KIEV, Ukraine -- Ukraine is set to vote on a historical parliamentary election on Sunday, the first after a bloody revolution that ousted pro-Russian president Viktor Yanukovych in February. President Petro Poroshenko’s pro-Western party is leading comfortably in the polls, but it may still fall short of an absolute majority in the Rada, Ukraine’s parliament, and have to form a coalition.
But the problem is that moderates to choose from may be in short supply, as a growing number of Ukrainians express anger at endemic corruption and extreme-right parties occupy an increasingly visible political space.
Transparency International, an anti-corruption watchdog based in Berlin, gave Ukraine a score of 25 out of 100 on a corruption perceptions index last year, and it ranked it 144th out of 177 countries, behind Nigeria and Iran. Corruption hasn't disappeared with the ouster of Yanukovych, whose downfall highlighted a vast web of illegal practices that the Euromaidan revolution has so far failed to end.
That’s leading to violent reactions such as the “trash bucket challenge.” Angry mobs, often organized by the far-right party Right Sector, grab allegedly corrupt officials and throw them into garbage, sometimes holding them down while refuse or paint is thrown at them.
In late September, a member of Yanukovich’s party was beaten while campaigning for the election in the southern city of Odessa. Some of the men attacking him were wearing Right Sector armbands.
“People in the country had enough of this situation and we’re just doing what people want,” Yuri Mindiuk, a Right Sector candidate, said in his office in Kiev. The group waited for the government to fulfill the goals of the revolution, especially in dealing with corruption, but nothing has changed.
“We are worrying … that we are going to [a] situation with the restoration of [the] old Yanukovich system with new faces,” he said.
The sense of a lack of change felt by the Right Sector is shared by many in Ukraine, including by more moderate voters.
Even Justice Minister Pavlo Petrenko admitted the trash bucket challenge has roots in genuine discontent: “I can’t say this is a good phenomenon … but this is a phenomenon that is a request of the society at the moment,” he said.
Tetiana Shevchuk protested at Independence Square in Kiev from day one of the demonstrations that ousted Yanukovych. She now works with an anti-corruption nongovernmental organization, and says there's no political will for real reform, and there hasn't been punishment for those who committed crimes during the Yanukovich era.
The government has made attempts to fight corruption, such as by creating an anti-corruption office to tackle the problem.
“We hear their words but we don’t see results,” Shevchuk said of the government. She believes the government is using the worsening economy and the war in the east -- in which Russian-supported separatists have proclaimed an independent “Donetsk People’s Republic” and are fighting the Ukrainian army -- as an excuse for why the pace of change has been slow.
One significant problem the government of Prime Minister Arsenyi Yatenyuk cites is that Yanukovich’s allies are still sitting in parliament and can block what they think is unfavorable legislation.

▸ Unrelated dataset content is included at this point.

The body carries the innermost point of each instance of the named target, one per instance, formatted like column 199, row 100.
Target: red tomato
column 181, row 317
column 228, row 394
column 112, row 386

A so-called “lustration law” was passed earlier this month in an attempt to purge the political system of officials deemed corrupt or linked to Yanukovich’s government. However, this is a complicated endeavor involving the investigation of hundreds of thousands of people, while the country is going through a period of transition with fragile institutions. It also faces legal hurdles that may limit its effectiveness at cleansing out, or “lustrating,” corrupt officials.
Dmytro Boyarchuk, the Ukrainian director for the think tank Centre for Social and Economic Research, isn't optimistic: “There are good steps, but (corruption) will not disappear in a year, five years or I would say in 10 years,” he said.
This month, a protest outside parliament in Kiev turned violent with dozens arrested, and members of Right Sector and the Azov Battalion, a far-right volunteer militia that has fought rebels in the east, marched in downtown Kiev throwing smoke bombs and causing chaos.
Such vigilantism has raised fears of individuals circumventing the justice system to hand out punishment.
If politicians ignore such signals, as Yanukovych did, then another revolution could happen, the Centre for Social and Economic Research’s Boyarchuk said.
But the violence lurking in Ukrainian politics is already affecting the climate. “This cult of violent [protest] is dangerous and this atmosphere of intimidation around the parliament is not … conducive to democratic discourse and deliberation,” Adrian Karatnycky, who specializes in Ukrainian affairs at the Atlantic Council think tank, said.
Whether government institutions are strong and organized enough to bring order and punish violent political offenders remains in question.
There is a widespread lack of confidence in law enforcement in Ukraine, where many police officers are suspected of taking bribes, leading some to feel that only groups like the Right Sector can be trusted to clean house.
“I’m afraid of a second revolution because it would be violent from the very [first] moment,” Shevchuk, the Kiev protester , said.
For the Right Sector’s Mindiuk, that revolution is a distinct possibility. “If nothing’s changed, I think [there] can be a second or third [revolution],” he said. “We’re more ready than November last year.”